Raloxifene is a “selective estrogen receptor modulator (SERM),” which puts it in the same family as the breast cancer drug tamoxifen (it was studied for breast cancer, but proved less effective than tamoxifen). SERMs bind to estrogen receptors and mimic estrogen’s effects; the idea is that you can get estrogen’s beneficial impacts on bone, but without the negative estrogen effects of on the uterus endometrial and breast tissue.
Back in the late 1990s, researchers conducted the first (and largest) placebo-controlled fracture prevention trial to determine what raloxifene might offer for osteoporosis. This trial involved 6,828 postmenopausal women divided into two treatment groups: One that was given a placebo, and the other given raloxifene in either 60 or 120 mg daily doses.
All of the study subjects had osteoporosis as determined by bone density measurement (–2.5 T score), and some of the women had already experienced a spinal fracture. The study was three years in duration.
All in all, this very large study showed that this drug had a small effect on reducing vertebral fractures and no significant effect on reducing hip or other non-vertebral fractures.
Unfortunately, even this very first study on raloxifene reported serious adverse effects, most notably a three-fold increase in the risk of potentially life-threatening venous blood clots (thrombosis).
Ten years after the drug was approved, the FDA issued a black box warning about this side effect — which is the most serious notification of potentially life-threatening adverse effects the FDA can require, short of withdrawing the drug from the market. I’ve reproduced it here so you can see what it says.
After looking at this information and comparing the mild possible benefits to the significant potential harms, Sarah and I have to ask the question: Is there a better way?

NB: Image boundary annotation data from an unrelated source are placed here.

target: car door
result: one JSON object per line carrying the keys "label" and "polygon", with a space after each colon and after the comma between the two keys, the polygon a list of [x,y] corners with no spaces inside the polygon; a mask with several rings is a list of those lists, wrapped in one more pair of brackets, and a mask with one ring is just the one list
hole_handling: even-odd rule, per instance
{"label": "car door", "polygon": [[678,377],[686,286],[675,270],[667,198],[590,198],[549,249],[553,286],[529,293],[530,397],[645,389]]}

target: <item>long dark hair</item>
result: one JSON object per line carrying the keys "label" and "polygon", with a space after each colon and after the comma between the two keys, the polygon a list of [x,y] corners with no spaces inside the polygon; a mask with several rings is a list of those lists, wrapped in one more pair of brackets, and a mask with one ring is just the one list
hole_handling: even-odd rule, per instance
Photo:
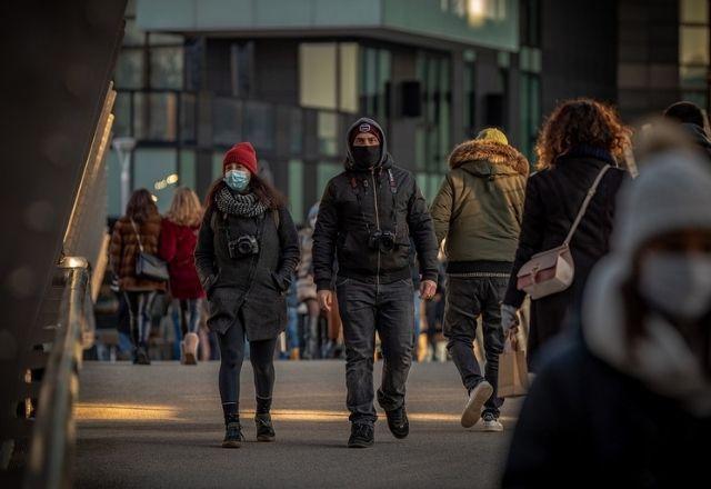
{"label": "long dark hair", "polygon": [[[208,197],[204,199],[206,209],[212,208],[216,196],[224,187],[227,187],[227,183],[224,183],[224,180],[222,180],[221,177],[212,183],[208,191]],[[249,189],[269,209],[279,209],[286,206],[287,199],[281,194],[281,192],[254,173],[252,173],[249,179]]]}
{"label": "long dark hair", "polygon": [[126,217],[140,224],[154,216],[159,216],[159,212],[151,192],[146,189],[134,191],[126,206]]}
{"label": "long dark hair", "polygon": [[621,161],[630,134],[613,107],[592,99],[567,100],[553,110],[539,133],[537,168],[555,166],[558,157],[580,144],[608,150]]}

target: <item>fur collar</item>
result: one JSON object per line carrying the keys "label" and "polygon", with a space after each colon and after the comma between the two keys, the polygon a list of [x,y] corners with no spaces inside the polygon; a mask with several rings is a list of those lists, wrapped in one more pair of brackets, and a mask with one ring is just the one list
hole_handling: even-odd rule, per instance
{"label": "fur collar", "polygon": [[509,144],[478,139],[462,142],[450,154],[449,167],[453,170],[471,161],[488,161],[509,167],[523,177],[529,176],[529,161]]}

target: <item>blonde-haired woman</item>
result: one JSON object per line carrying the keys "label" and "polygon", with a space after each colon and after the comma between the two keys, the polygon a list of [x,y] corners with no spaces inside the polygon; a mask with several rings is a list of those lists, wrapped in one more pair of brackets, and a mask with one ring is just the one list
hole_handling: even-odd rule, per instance
{"label": "blonde-haired woman", "polygon": [[[176,190],[170,210],[161,228],[160,256],[168,262],[170,291],[180,305],[180,361],[196,365],[198,360],[198,327],[204,291],[196,271],[194,251],[202,220],[200,199],[192,190]],[[178,315],[173,315],[176,321]]]}

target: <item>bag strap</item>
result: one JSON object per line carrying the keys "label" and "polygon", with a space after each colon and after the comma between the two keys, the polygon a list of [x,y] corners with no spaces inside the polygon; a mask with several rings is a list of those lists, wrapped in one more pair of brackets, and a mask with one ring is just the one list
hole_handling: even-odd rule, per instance
{"label": "bag strap", "polygon": [[595,192],[598,191],[598,186],[600,184],[600,181],[602,181],[602,177],[604,177],[604,174],[608,172],[609,169],[610,169],[609,164],[605,164],[604,167],[602,167],[602,170],[600,170],[600,172],[598,173],[598,177],[595,178],[595,181],[592,182],[592,187],[590,187],[590,190],[588,190],[588,194],[585,196],[585,200],[583,200],[582,206],[580,207],[580,210],[578,211],[578,216],[575,217],[575,220],[573,221],[573,224],[570,227],[570,231],[568,231],[568,236],[565,237],[565,241],[563,241],[563,246],[565,246],[565,247],[569,246],[570,244],[570,240],[573,239],[573,234],[578,230],[578,226],[580,224],[580,221],[582,220],[583,216],[585,214],[585,211],[588,210],[588,206],[590,206],[590,201],[592,200],[592,198],[594,197]]}
{"label": "bag strap", "polygon": [[136,240],[138,241],[138,249],[143,252],[143,244],[141,243],[141,236],[138,233],[138,229],[136,228],[136,222],[131,219],[131,226],[133,227],[133,232],[136,233]]}

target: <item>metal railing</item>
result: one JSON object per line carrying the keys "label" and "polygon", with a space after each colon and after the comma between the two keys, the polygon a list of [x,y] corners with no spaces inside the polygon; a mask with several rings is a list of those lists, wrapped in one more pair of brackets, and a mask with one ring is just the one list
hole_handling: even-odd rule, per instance
{"label": "metal railing", "polygon": [[82,349],[93,341],[91,272],[83,258],[59,265],[64,279],[60,317],[42,376],[23,487],[70,488],[74,457],[73,403],[79,393]]}

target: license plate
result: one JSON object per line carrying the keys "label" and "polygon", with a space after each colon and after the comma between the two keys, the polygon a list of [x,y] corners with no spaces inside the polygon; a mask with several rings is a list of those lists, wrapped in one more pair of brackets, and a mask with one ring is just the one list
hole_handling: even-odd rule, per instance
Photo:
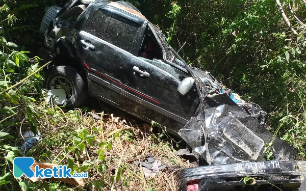
{"label": "license plate", "polygon": [[237,175],[282,172],[278,160],[236,163],[234,165],[234,168]]}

Currently, there are number of bone drugs prescribed to intervene with the mechanisms of skeletal weakening, and many more are in the pipeline. Given that up to half of the women 50+ in this country will be told to take a bone drug at some point, it’s a great idea to take a look at what these drugs do, the degree to which they really prevent fracture, and their potential risks, and what other avenues might be available to you.
Then make up your own mind.
References
Cranney A, Adachi JD. Benefit-risk assessment of raloxifene in postmenopausal osteoporosis. Drug Saf. 2005;28(8):721-30.
Duvernoy CS1, Yeo AA, Wong M, Cox DA, Kim HM. Antiplatelet therapy use and the risk of venous thromboembolic events in the Raloxifene Use for the Heart (RUTH) trial. J Womens Health (Larchmt). 2010 Aug;19(8):1459-65. doi: 10.1089/jwh.2009.1687.
Ettinger B, Black DM, Mitlak BH, et al. Reduction of vertebral fracture risk in postmenopausal women with osteoporosis treated with raloxifene: results from a 3-year randomized clinical trial. Multiple Outcomes of Raloxifene Evaluation (MORE) Investigators. JAMA 1999;282(7):637-645.